Eropa menentang EV China lalu pungut kata-kata untuk beri tarif lebih tinggi

Jakarta (ANTARA) – Mayoritas negara-negara Eropa sudah memberikan ucapan untuk memberlakukan tarif tinggi pada kendaraan listrik yang digunakan diimpor dari China.
Komisi Eropa – badan eksekutif Uni Eropa (UE) – memperkenalkan tarif impor pada beraneka tingkatan pada awal tahun ini untuk melindungi bidang mobil lokal agar bukan tergerus oleh meningkatnya jumlah agregat kendaraan terjangkau yang tersebut berasal dari China, lapor Drive, Senin.
Namun sekarang negara-negara anggota sudah pernah memberikan suara, juga pajak-pajak yang disebutkan sudah resmi diberlakukan, dengan tarif untuk mobil-mobil China akan naik dari 10 persen berubah menjadi 45 persen selama lima tahun ke depan.

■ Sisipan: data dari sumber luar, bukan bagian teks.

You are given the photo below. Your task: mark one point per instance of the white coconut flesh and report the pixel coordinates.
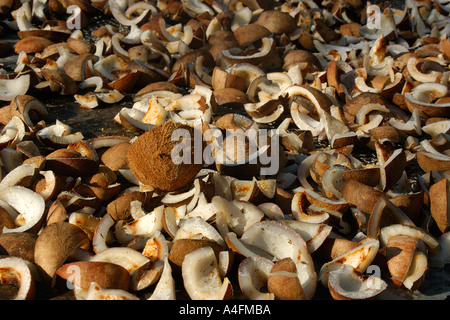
(282, 241)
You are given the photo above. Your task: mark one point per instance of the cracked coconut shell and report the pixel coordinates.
(150, 157)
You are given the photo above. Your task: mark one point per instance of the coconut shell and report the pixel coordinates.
(399, 253)
(283, 281)
(439, 199)
(360, 195)
(106, 274)
(150, 157)
(32, 44)
(277, 22)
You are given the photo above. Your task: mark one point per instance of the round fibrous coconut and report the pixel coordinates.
(164, 156)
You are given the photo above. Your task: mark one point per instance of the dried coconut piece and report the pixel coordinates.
(150, 157)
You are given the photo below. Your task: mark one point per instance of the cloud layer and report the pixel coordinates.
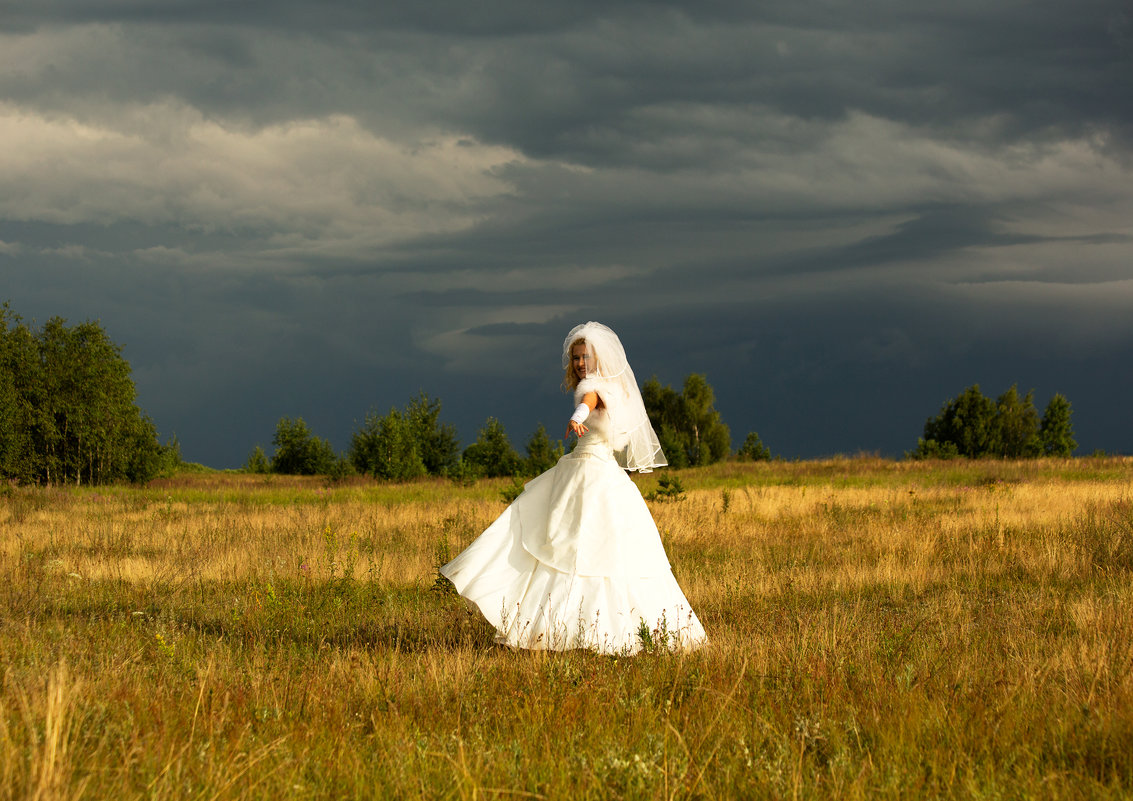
(842, 215)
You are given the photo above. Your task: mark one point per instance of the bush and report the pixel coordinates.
(542, 454)
(299, 452)
(492, 453)
(754, 449)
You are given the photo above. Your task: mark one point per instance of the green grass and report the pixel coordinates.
(878, 630)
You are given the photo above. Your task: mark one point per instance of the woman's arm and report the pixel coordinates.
(591, 401)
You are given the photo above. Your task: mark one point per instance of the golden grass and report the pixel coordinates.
(895, 629)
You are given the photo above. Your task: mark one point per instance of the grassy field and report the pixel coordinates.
(878, 629)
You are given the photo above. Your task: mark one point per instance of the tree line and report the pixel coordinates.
(1008, 427)
(412, 442)
(67, 408)
(68, 415)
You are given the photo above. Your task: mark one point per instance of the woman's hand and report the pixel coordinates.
(576, 428)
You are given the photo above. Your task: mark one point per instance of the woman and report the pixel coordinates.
(576, 561)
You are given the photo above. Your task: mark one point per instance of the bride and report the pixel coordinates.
(576, 561)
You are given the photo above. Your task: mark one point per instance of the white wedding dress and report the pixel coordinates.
(577, 562)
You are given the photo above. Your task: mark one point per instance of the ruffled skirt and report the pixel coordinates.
(576, 562)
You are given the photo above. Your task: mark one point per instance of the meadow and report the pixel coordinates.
(878, 629)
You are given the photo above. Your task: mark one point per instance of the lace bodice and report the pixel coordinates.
(595, 442)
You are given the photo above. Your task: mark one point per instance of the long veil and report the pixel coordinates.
(635, 443)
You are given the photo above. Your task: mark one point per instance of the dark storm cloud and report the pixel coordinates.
(841, 213)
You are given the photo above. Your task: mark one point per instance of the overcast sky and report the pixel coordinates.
(843, 213)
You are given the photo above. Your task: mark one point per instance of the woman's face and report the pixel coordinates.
(580, 359)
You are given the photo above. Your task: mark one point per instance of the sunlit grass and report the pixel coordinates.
(900, 629)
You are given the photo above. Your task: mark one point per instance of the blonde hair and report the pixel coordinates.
(570, 381)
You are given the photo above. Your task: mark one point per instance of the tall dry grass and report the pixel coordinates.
(911, 630)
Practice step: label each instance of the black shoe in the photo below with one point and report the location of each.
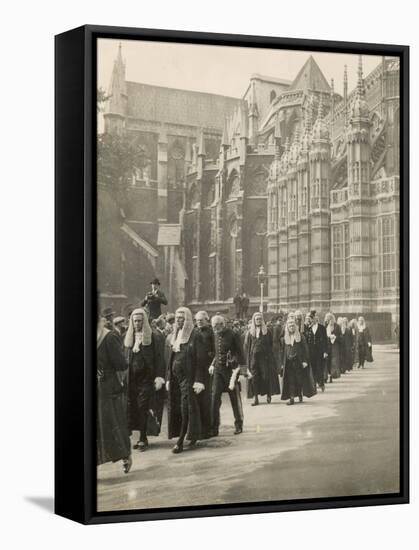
(178, 448)
(127, 463)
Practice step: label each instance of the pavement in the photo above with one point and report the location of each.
(338, 443)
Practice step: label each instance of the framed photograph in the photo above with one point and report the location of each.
(231, 274)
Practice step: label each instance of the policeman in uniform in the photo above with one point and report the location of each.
(225, 369)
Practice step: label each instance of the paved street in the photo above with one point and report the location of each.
(342, 442)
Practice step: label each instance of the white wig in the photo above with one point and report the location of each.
(134, 339)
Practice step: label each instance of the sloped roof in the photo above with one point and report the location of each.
(169, 234)
(177, 106)
(310, 77)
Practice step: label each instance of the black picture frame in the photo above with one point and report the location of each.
(75, 273)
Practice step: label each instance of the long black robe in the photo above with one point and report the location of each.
(158, 397)
(204, 355)
(364, 350)
(334, 351)
(298, 380)
(346, 349)
(112, 436)
(261, 364)
(183, 393)
(143, 366)
(317, 347)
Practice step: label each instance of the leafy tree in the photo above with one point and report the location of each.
(117, 157)
(102, 98)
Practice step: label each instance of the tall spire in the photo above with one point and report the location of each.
(320, 111)
(360, 106)
(201, 150)
(332, 103)
(224, 138)
(277, 136)
(360, 84)
(116, 107)
(345, 93)
(320, 130)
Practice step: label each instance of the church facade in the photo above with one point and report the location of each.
(292, 177)
(306, 185)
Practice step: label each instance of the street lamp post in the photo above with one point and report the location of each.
(261, 279)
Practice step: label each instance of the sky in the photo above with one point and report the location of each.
(218, 69)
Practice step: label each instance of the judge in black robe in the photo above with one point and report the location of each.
(262, 372)
(185, 380)
(334, 346)
(297, 376)
(364, 343)
(315, 335)
(112, 435)
(154, 300)
(145, 360)
(346, 345)
(204, 355)
(158, 397)
(225, 369)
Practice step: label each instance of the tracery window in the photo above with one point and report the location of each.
(340, 256)
(387, 251)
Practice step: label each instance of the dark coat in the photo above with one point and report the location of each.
(143, 369)
(112, 434)
(334, 352)
(317, 346)
(157, 399)
(277, 343)
(308, 387)
(227, 343)
(364, 350)
(245, 304)
(347, 349)
(153, 303)
(204, 356)
(237, 301)
(261, 364)
(194, 374)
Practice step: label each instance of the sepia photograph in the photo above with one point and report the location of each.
(248, 275)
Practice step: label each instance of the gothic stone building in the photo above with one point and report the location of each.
(306, 183)
(292, 176)
(139, 217)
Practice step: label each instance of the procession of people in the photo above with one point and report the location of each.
(151, 360)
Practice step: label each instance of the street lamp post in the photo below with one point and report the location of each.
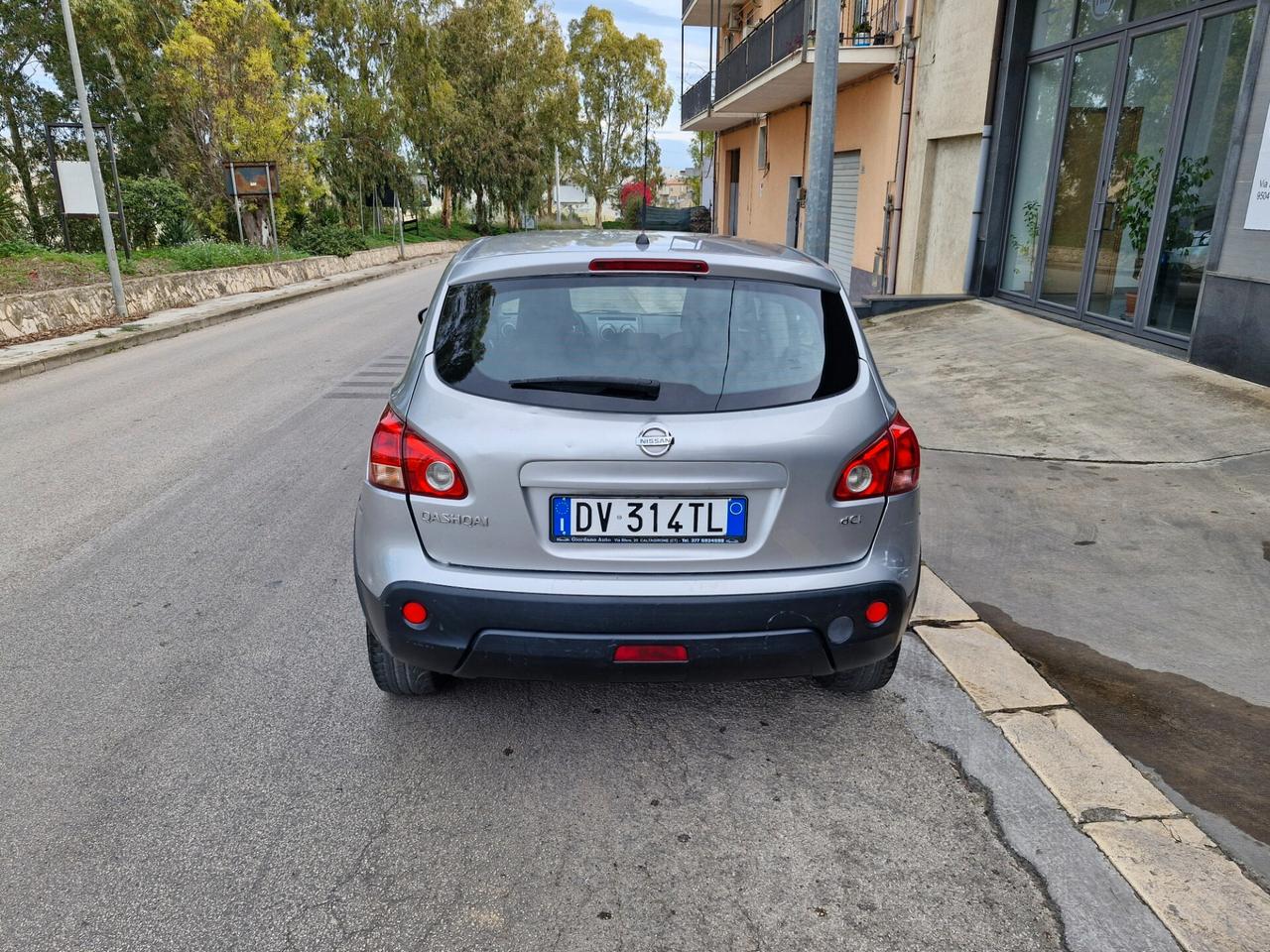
(103, 213)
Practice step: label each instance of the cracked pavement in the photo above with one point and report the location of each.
(1106, 509)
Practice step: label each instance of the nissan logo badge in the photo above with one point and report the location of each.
(654, 440)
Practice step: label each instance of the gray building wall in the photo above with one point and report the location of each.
(1232, 326)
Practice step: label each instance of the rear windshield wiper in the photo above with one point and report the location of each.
(629, 388)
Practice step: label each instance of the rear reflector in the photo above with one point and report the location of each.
(649, 264)
(876, 612)
(651, 654)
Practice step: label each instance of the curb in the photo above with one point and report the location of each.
(1199, 893)
(167, 326)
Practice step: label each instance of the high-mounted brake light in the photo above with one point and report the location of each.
(889, 465)
(402, 461)
(649, 264)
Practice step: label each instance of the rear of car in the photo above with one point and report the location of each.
(658, 460)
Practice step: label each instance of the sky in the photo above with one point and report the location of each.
(661, 21)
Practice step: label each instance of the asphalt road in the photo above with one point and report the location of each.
(193, 756)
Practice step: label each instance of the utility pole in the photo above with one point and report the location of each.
(103, 213)
(397, 207)
(643, 185)
(558, 185)
(825, 113)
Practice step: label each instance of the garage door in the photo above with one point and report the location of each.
(842, 214)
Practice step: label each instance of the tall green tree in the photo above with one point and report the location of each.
(234, 77)
(699, 150)
(508, 105)
(621, 85)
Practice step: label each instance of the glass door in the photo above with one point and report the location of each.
(1196, 177)
(1125, 123)
(1125, 204)
(1079, 182)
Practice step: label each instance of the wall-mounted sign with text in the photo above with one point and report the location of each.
(1259, 202)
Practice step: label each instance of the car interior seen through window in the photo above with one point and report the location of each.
(639, 343)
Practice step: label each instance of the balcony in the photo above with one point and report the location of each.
(695, 100)
(697, 13)
(771, 67)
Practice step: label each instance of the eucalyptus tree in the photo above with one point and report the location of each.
(621, 86)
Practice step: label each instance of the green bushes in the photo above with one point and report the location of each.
(18, 248)
(159, 212)
(200, 255)
(333, 239)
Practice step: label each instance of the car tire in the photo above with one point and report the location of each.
(393, 676)
(858, 680)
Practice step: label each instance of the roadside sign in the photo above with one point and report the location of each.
(250, 179)
(79, 195)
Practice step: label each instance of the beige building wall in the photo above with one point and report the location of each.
(869, 122)
(952, 79)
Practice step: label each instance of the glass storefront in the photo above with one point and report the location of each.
(1124, 127)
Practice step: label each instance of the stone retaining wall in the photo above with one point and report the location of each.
(68, 309)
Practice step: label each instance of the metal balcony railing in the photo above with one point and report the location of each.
(771, 40)
(697, 99)
(880, 16)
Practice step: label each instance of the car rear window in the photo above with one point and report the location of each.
(640, 343)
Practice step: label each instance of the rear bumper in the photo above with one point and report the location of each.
(475, 634)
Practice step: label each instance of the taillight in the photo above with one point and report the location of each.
(403, 461)
(889, 465)
(908, 456)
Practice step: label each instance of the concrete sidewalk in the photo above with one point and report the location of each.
(27, 359)
(1106, 511)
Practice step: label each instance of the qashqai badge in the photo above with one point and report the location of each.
(656, 440)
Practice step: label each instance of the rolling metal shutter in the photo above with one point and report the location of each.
(842, 214)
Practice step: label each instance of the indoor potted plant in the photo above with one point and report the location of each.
(1141, 182)
(1026, 245)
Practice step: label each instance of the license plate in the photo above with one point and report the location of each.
(719, 520)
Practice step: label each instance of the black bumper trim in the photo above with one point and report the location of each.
(475, 634)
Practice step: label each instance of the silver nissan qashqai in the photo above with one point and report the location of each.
(638, 457)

Baca juga: Eropa tetapkan tarif pajak membesar untuk mobil listrik dengan syarat China
Namun, tiada semua anggota mendukung, dengan lima negara di antaranya Jerman lalu Hongaria menentang tarif tersebut, sementara 12 negara lainnya tak memberikan suara.
Sebanyak 10 anggota memilih untuk melakukan perubahan, satu di antaranya Prancis, Italia, dan juga Polandia.
Langkah ini menyusul penyelidikan Uni Eropa tentang berapa sejumlah bantuan negara yang dimaksud diterima produsen mobil China, yang dimaksud menurut para politisi Eropa tak adil bagi merek lokal.
Baca juga: Produsen mobil SEAT tolak tarif UE terhadap kendaraan listrik China
Sebagai hasil dari penyelidikan tersebut, Komisi Eropa menetapkan bea masuk untuk tiga merek mobil listrik utama Tiongkok: SAIC, BYD, serta Geely.
Saat ini, Uni Eropa adalah bursa luar negeri terbesar untuk bidang mobil listrik China, sementara bidang manufaktur mobil Jerman sangat bergantung pada ekspor ke China.
Menurut The Guardian, BMW juga Volkswagen mengecam kebijakan Uni Eropa tersebut, dengan BMW mengutarakan bahwa hal itu merupakan “sinyal yang mana fatal” bagi bidang mobil Eropa, sementara VW menyebutnya sebagai “pendekatan yang digunakan salah”.
Baca juga: AS diperkirakan segera larang perangkat lunak dan juga keras mobil China
Namun, sangat dari sebuah penyelesaian, Komisi Eropa memaparkan bahwa Uni Eropa dan juga China akan “bekerja keras untuk mencari solusi alternatif” di tahun-tahun mendatang.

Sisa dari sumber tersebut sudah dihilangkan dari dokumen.